Advogada Mariane

Antidumping no Agronegócio: lições dos casos do leite em

pó, alho e arroz

O agronegócio brasileiro está cada vez mais inserido no comércio internacional, seja como exportador competitivo, seja como mercado de destino de produtos estrangeiros. Nesse contexto, compreender os instrumentos de defesa comercial deixa de ser um tema técnico restrito ao governo e passa a ser uma questão estratégica para produtores rurais, cooperativas, agroindústrias e entidades representativas do agronegócio.

As medidas antidumping ocupam papel central nesse debate. Diferentemente do que muitas vezes se imagina, elas não têm por objetivo impedir importações ou adotar postura protecionista, mas sim corrigir distorções concorrenciais quando produtos ingressam no país a preços artificialmente reduzidos, causando dano relevante à indústria doméstica.

No agronegócio, esse tema ganha contornos ainda mais sensíveis. Cadeias produtivas com margens estreitas, forte impacto regional e elevado custo de produção tornam-se especialmente vulneráveis a práticas de dumping. Casos emblemáticos no Brasil, como os do leite em pó, do alho e do arroz, demonstram como importações a preços desleais podem comprometer não apenas a indústria processadora, mas toda a cadeia primária.

O caso do leite em pó é particularmente ilustrativo. Trata-se de uma controvérsia que se estende por anos no Brasil, com sucessivas investigações, revisões e debates sobre os impactos das importações no setor lácteo nacional. Em 2025, o tema voltou a ganhar destaque, evidenciando não apenas a persistência das tensões concorrenciais, mas também a complexidade jurídica envolvida na definição de produto similar, dano e interesse público em cadeias alimentares essenciais.

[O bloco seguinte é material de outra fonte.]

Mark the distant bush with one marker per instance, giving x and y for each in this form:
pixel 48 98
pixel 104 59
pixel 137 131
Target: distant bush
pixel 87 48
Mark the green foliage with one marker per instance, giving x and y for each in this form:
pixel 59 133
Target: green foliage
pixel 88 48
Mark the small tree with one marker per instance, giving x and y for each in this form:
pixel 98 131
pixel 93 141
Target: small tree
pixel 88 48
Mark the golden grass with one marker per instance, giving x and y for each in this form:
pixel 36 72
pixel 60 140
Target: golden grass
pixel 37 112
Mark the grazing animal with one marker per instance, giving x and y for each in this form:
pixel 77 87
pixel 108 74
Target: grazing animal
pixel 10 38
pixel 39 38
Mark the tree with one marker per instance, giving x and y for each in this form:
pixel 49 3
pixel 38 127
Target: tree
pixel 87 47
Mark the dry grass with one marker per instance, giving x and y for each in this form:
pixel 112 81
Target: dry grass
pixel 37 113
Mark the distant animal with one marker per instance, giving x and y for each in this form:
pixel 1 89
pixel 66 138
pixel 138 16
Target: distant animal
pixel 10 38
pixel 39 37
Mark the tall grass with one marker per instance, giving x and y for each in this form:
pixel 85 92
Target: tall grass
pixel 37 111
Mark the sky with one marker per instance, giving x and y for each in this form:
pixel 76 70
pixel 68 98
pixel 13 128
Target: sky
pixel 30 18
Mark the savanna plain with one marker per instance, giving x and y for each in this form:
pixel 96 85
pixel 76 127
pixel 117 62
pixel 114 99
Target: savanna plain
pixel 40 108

Esses processos evidenciam desafios jurídicos relevantes: a definição do produto similar, a delimitação da indústria doméstica, a comprovação do dano e do nexo causal, além da ponderação do interesse público, especialmente quando se trata de alimentos essenciais. Não se trata de uma análise simplificada, mas de um exercício técnico que exige conhecimento jurídico, econômico e setorial.

Por isso, compreender o funcionamento das investigações antidumping, seus critérios e impactos práticos torna-se fundamental para quem atua no agronegócio. A defesa comercial, quando corretamente utilizada, constitui instrumento legítimo de preservação da competitividade, da segurança jurídica e da sustentabilidade do setor produtivo nacional.

Em um cenário de crescente integração econômica e volatilidade internacional, o Direito Aduaneiro e a defesa comercial deixam de ser temas periféricos e passam a integrar o núcleo das estratégias jurídicas do agronegócio brasileiro.